Email me at HeadHighGlassy@gmail.com if interested.
Swell in the water. Just saying.



Sunday, February 3, 2013

Of Curtis, the Lady, the Flu

Good Lord, the flu sucks. We’ve been passing it around my house these last few weeks like a skinny J on prom night.
Or maybe like musical chairs, only instead of prize for winning ‘it,’ you get diarrhea.
Guess how many kids shat the bed in my house during the last three weeks?
Answer: none. That could have been a parenting dealbreaker.
But waves continue to tickle our delicate shores, and humans continue wanting to ride on them, so surfboards must be made!
Here’s the first one I got to carve our after a week in bed. It’s a 7’4 Lady for Curtis, who called and left the following message:
“I need a midlength for _ _ _ _ _ I _ _   _ _ _.”
That was pretty much it. Curtis isn’t one for conversation, so I took a stab at 7’4.
The Lady is a trim machine: round on the bottom, round on the top, round on the corners.
Single with a flex fin, or 2+1 with a flex fin.

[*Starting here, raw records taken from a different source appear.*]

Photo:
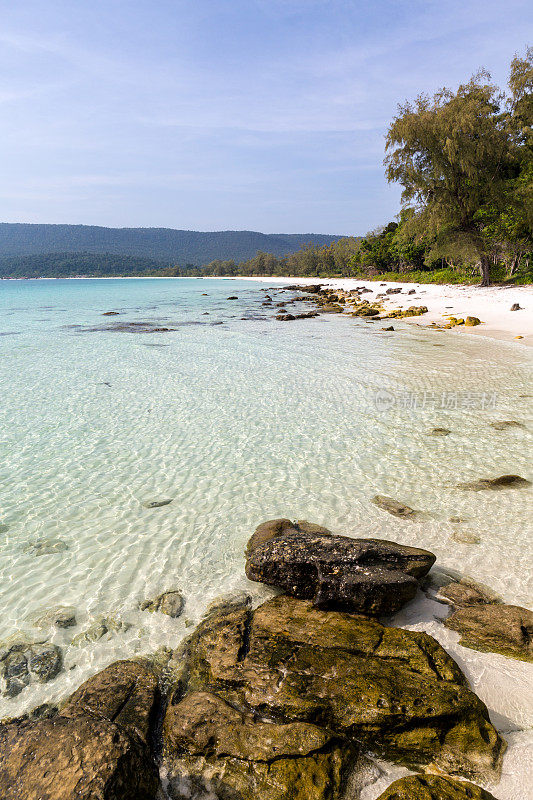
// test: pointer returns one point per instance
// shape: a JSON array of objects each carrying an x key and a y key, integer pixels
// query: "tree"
[{"x": 454, "y": 155}]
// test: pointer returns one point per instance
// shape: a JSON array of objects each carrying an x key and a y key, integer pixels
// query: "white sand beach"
[{"x": 490, "y": 304}]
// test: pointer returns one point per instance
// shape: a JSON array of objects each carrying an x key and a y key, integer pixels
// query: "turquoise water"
[{"x": 236, "y": 422}]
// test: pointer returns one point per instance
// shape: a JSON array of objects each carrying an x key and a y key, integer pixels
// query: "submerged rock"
[
  {"x": 60, "y": 617},
  {"x": 393, "y": 691},
  {"x": 495, "y": 627},
  {"x": 99, "y": 628},
  {"x": 433, "y": 787},
  {"x": 158, "y": 503},
  {"x": 467, "y": 593},
  {"x": 125, "y": 693},
  {"x": 398, "y": 509},
  {"x": 46, "y": 547},
  {"x": 170, "y": 602},
  {"x": 507, "y": 423},
  {"x": 22, "y": 662},
  {"x": 495, "y": 484},
  {"x": 370, "y": 575}
]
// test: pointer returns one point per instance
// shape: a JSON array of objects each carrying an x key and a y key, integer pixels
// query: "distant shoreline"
[{"x": 490, "y": 304}]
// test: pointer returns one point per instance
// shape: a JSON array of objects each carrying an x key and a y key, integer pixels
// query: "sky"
[{"x": 264, "y": 115}]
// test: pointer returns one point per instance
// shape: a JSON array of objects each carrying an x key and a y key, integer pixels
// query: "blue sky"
[{"x": 225, "y": 114}]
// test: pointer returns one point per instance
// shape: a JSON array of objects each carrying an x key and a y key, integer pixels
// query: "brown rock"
[
  {"x": 124, "y": 693},
  {"x": 74, "y": 759},
  {"x": 433, "y": 787},
  {"x": 495, "y": 627}
]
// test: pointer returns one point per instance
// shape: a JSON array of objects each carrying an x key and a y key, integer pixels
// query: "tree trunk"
[{"x": 485, "y": 271}]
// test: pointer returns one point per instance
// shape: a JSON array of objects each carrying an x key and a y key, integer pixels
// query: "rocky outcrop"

Slingshots off the bottom!
I'm going back to bed now.

Tuesday, October 30, 2012

The Green Lady


The Green Lady for SoCo wave shredder, family man, teacher, and open-minded weird board enthusiast Paul.
8'ish with a full coke-bottle tint.
The Lady series, spawned by The Painted Lady, are northcoast-specific trim machines. They borrow heavily from Greg Liddle's hulls in concept, though only moderately in form. I'm aware that Lady is a terrible name for a surfboard model, but sometimes these things are out of my hands.
More rocker than a traditional hull and more meat in the rails for our long paddles, thick wetsuits and shelfy sandbars.

 Less convex on the bottom of the board, and pulled in noses and tails to fit in steeper pockets.
These things work best with some added length—think mid seven foot to mid eight foot range. This gives them a long rail line for drive and hold. A flexie fin rounds out the package with the result of a fast, maneuverable, drivey pocket rocket that finds the power spot on the wave and holds tight. Think: greased pelican getting shot out of a black-bored 28” Browning Citori barrel.

Actually, don’t think that. It’s kind of gross. I’ll let you come up with your own parallel—you’re an adult and I trust you.
If you’re an East Coaster dealing with the aftermath of Sandy, our thoughts are with you.